Edward E. Ford Foundation
- Founded: December 12, 1957; 68 years ago
- Founders: Edward E. Ford
- Type: Private
- Purpose: To improve secondary education by supporting U.S. independent schools and encouraging promising practices.
- Location: Brooklyn, New York, US;
- Region served: United States and its territories
- Method: Grants, funding
- Executive Director: John Gulla
- Board of Trustees, Chair: Robert W. Hallett
- Website: eeford.org

= Edward E. Ford Foundation =

Edward E. Ford was no relation to Henry Ford. For the foundation established by Henry Ford, see Ford Foundation.

The Edward E. Ford Foundation (E. E. Ford Foundation) is a private organization that provides funding to independent schools, school accreditors, and education initiatives.

==Origins==
Edward E. Ford, a successful businessman involved in the early years of IBM, established the Foundation on December 12, 1957. Its main objective was to improve the quality of high school education with particular emphasis on private schools. When he died in 1963, Ford bequeathed about $50 million to the Foundation.

==Supporting Independent Schools==
The Foundation initially directed much of its efforts toward supporting Ford's high school alma mater, Mercersburg Academy. This included a $1.5 million matching grant in 1964, the highest such matching gift to any American private school at that time. As of 2023 the Foundation had contributed over $125 million in total grants to nearly 1,000 independent schools and associations.

The Foundation’s mission "is to strengthen and support independent secondary schools and to challenge and inspire them to leverage their unique talents, expertise, and resources to advance teaching while encouraging collaboration with other institutions."

The Foundation’s Leadership Grant Program is among the most prestigious awards available to independent schools.

==Edward E. Ford==

Edward E. Ford (1894–1963) was a businessman and philanthropist from Binghamton, New York.

The son of IBM co-founder A. Ward Ford, Ford attended Mercersburg Academy (class of 1912), Princeton University, and Lafayette College.
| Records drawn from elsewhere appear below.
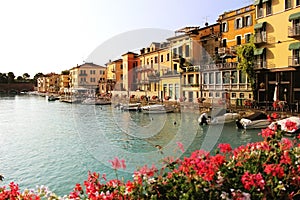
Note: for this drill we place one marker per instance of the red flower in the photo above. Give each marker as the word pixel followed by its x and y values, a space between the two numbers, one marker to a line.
pixel 291 126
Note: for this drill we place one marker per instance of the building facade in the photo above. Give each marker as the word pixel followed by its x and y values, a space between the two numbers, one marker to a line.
pixel 277 38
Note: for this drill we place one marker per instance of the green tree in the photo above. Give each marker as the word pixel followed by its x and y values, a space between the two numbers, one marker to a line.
pixel 26 76
pixel 246 62
pixel 11 77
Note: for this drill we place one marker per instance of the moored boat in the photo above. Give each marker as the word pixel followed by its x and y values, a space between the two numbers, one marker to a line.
pixel 156 109
pixel 290 125
pixel 255 121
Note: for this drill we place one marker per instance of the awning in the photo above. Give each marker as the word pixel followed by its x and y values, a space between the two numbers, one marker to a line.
pixel 259 51
pixel 256 2
pixel 225 56
pixel 294 16
pixel 260 25
pixel 295 45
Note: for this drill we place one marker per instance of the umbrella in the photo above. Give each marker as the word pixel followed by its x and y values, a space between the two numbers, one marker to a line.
pixel 275 97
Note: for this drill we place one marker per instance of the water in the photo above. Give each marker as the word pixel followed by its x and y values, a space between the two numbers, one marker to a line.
pixel 56 144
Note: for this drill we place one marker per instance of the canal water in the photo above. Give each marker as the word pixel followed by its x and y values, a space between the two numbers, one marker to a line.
pixel 56 144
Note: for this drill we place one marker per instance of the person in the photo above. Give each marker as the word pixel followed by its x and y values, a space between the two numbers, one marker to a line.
pixel 203 119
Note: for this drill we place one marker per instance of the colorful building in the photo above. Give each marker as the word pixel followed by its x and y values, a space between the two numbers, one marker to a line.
pixel 277 38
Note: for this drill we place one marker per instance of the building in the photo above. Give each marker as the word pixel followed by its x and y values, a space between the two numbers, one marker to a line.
pixel 114 72
pixel 154 62
pixel 277 38
pixel 86 76
pixel 226 82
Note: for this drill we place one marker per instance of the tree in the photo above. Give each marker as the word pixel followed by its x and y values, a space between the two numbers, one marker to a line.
pixel 26 76
pixel 246 62
pixel 11 77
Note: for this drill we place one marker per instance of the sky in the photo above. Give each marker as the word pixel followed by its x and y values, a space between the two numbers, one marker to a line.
pixel 52 36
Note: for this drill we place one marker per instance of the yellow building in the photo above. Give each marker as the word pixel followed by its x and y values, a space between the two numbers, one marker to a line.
pixel 114 72
pixel 277 36
pixel 231 84
pixel 155 60
pixel 64 83
pixel 86 76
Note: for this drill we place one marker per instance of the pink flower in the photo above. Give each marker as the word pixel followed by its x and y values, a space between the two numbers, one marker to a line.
pixel 180 145
pixel 117 163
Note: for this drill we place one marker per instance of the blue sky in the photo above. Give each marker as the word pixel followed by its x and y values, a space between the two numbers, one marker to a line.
pixel 51 36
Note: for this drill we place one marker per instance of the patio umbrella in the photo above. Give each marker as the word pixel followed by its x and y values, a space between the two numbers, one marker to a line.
pixel 275 97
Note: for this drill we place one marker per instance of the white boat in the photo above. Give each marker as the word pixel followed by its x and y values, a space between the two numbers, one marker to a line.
pixel 130 107
pixel 156 109
pixel 255 121
pixel 218 117
pixel 283 126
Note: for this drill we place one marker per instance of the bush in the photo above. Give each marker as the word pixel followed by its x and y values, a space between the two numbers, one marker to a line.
pixel 262 170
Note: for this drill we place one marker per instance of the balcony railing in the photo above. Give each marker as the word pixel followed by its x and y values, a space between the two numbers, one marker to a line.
pixel 223 50
pixel 260 64
pixel 219 66
pixel 294 61
pixel 294 31
pixel 260 37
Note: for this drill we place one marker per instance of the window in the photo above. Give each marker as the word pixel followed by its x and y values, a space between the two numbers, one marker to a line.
pixel 288 4
pixel 248 20
pixel 269 7
pixel 247 38
pixel 260 11
pixel 238 23
pixel 224 27
pixel 239 40
pixel 211 78
pixel 180 51
pixel 224 43
pixel 187 50
pixel 218 78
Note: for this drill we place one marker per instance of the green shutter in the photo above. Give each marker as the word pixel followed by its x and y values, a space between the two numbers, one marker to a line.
pixel 259 51
pixel 259 25
pixel 294 16
pixel 295 45
pixel 256 2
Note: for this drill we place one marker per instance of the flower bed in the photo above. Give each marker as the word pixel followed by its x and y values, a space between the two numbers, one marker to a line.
pixel 269 169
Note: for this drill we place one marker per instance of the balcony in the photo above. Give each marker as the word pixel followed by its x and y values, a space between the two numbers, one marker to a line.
pixel 294 32
pixel 260 64
pixel 260 37
pixel 294 61
pixel 219 66
pixel 223 50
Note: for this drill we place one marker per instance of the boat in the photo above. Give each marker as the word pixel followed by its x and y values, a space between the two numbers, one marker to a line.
pixel 130 107
pixel 218 117
pixel 52 98
pixel 255 121
pixel 156 109
pixel 283 126
pixel 96 101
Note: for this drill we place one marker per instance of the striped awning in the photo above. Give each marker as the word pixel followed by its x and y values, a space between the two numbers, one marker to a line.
pixel 259 51
pixel 295 45
pixel 260 25
pixel 256 2
pixel 294 16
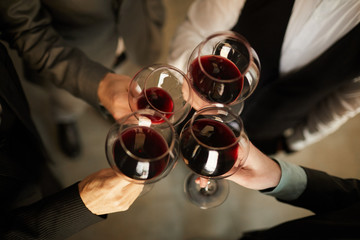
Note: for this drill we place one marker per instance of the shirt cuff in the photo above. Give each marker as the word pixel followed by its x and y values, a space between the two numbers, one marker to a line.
pixel 292 182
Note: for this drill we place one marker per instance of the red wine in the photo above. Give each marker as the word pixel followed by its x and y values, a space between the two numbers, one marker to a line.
pixel 159 99
pixel 219 68
pixel 142 142
pixel 205 161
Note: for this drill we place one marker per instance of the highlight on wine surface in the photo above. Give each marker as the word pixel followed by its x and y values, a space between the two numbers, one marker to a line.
pixel 213 142
pixel 213 145
pixel 163 88
pixel 223 69
pixel 139 149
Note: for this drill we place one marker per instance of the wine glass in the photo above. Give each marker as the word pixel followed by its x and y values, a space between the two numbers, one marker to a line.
pixel 163 88
pixel 213 145
pixel 223 69
pixel 141 150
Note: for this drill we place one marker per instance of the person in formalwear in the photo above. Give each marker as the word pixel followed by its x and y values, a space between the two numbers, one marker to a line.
pixel 334 201
pixel 33 205
pixel 73 45
pixel 309 52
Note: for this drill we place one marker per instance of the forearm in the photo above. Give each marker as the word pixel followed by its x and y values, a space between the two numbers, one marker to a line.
pixel 55 217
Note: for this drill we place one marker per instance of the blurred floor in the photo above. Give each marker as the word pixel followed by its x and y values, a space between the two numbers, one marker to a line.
pixel 164 213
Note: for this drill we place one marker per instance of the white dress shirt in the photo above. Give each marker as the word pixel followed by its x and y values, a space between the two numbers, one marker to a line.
pixel 313 27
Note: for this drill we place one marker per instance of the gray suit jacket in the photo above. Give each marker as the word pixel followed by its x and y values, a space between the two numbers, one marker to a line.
pixel 73 43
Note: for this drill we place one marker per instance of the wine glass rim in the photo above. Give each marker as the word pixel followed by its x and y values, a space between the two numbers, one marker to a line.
pixel 228 111
pixel 231 35
pixel 143 112
pixel 167 66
After college Ford established and developed a manufacturing business in Binghamton, New York, which ultimately became part of IBM. Joining IBM in 1917 as a junior salesman, Ford ascended to the role of division vice-president by 1936. Ford later ventured into independent business in St. Louis, Missouri and later in Florida. His businesses in St. Louis included a Chevrolet dealership.
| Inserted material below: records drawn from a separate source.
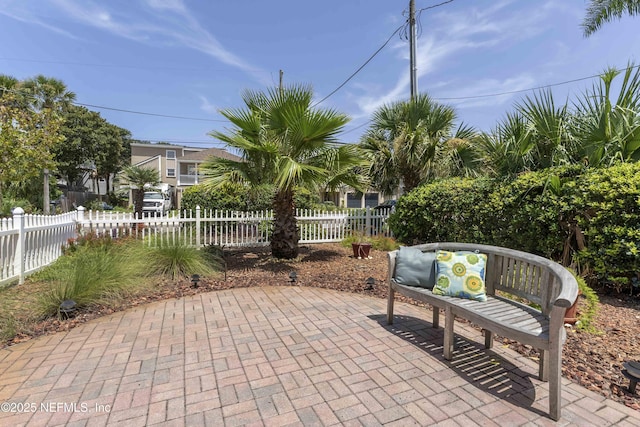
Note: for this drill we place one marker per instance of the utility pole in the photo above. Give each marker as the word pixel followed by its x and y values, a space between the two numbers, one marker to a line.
pixel 45 194
pixel 412 49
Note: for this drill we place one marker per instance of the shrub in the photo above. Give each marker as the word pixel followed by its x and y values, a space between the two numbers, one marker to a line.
pixel 607 210
pixel 445 210
pixel 93 274
pixel 573 214
pixel 172 258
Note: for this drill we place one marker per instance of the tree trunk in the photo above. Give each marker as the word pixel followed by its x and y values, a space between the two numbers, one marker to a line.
pixel 284 240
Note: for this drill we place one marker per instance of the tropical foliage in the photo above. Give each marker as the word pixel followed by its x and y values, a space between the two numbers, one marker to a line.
pixel 412 141
pixel 284 140
pixel 42 129
pixel 575 214
pixel 600 12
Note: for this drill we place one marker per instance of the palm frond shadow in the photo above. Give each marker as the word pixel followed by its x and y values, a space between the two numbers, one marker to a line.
pixel 480 367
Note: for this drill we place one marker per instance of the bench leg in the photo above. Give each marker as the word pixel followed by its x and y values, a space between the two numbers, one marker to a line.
pixel 488 338
pixel 436 317
pixel 392 294
pixel 543 368
pixel 448 333
pixel 555 381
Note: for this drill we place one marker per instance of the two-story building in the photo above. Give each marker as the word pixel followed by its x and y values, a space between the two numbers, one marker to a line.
pixel 177 165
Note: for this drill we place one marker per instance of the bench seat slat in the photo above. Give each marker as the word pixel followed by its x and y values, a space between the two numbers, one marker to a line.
pixel 516 273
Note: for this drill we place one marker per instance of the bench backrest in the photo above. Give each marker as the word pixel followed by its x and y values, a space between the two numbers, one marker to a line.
pixel 528 276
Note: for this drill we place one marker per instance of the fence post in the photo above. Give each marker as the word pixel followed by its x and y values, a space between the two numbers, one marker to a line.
pixel 198 242
pixel 80 220
pixel 18 260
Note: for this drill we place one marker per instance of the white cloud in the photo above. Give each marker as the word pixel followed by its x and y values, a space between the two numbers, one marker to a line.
pixel 206 106
pixel 166 22
pixel 463 31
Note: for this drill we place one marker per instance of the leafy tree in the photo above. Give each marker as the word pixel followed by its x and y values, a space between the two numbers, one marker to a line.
pixel 90 139
pixel 284 140
pixel 137 178
pixel 405 140
pixel 600 12
pixel 26 139
pixel 47 93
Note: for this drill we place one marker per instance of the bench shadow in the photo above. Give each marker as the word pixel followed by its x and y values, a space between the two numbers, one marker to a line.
pixel 483 368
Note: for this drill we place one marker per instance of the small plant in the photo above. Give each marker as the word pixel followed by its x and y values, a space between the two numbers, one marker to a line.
pixel 174 259
pixel 586 317
pixel 358 237
pixel 93 274
pixel 384 243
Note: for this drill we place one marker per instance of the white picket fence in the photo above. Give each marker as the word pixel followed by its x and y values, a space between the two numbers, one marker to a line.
pixel 30 242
In 1949, Ford was elected an IBM director, and by 1962, Ford's holdings in IBM stock amounted to about $61 million.

===Ford's Philanthropy===
In the late 1950s, Ford donated $350,000 to Mercersburg Academy for its building and development programs.

In 1957, he established the Edward E. Ford Foundation with the primary goal of improving the quality of high school education with particular emphasis on private schools.

===Ford's personal life===

Ford's first wife Jane Bloomer died in Delray Beach, Florida in 1960. He later married Mrs. Edward (Jane) Jamison of New York City. On March 5, 1963, Ford died in his sleep at his home in Delray Beach, Florida.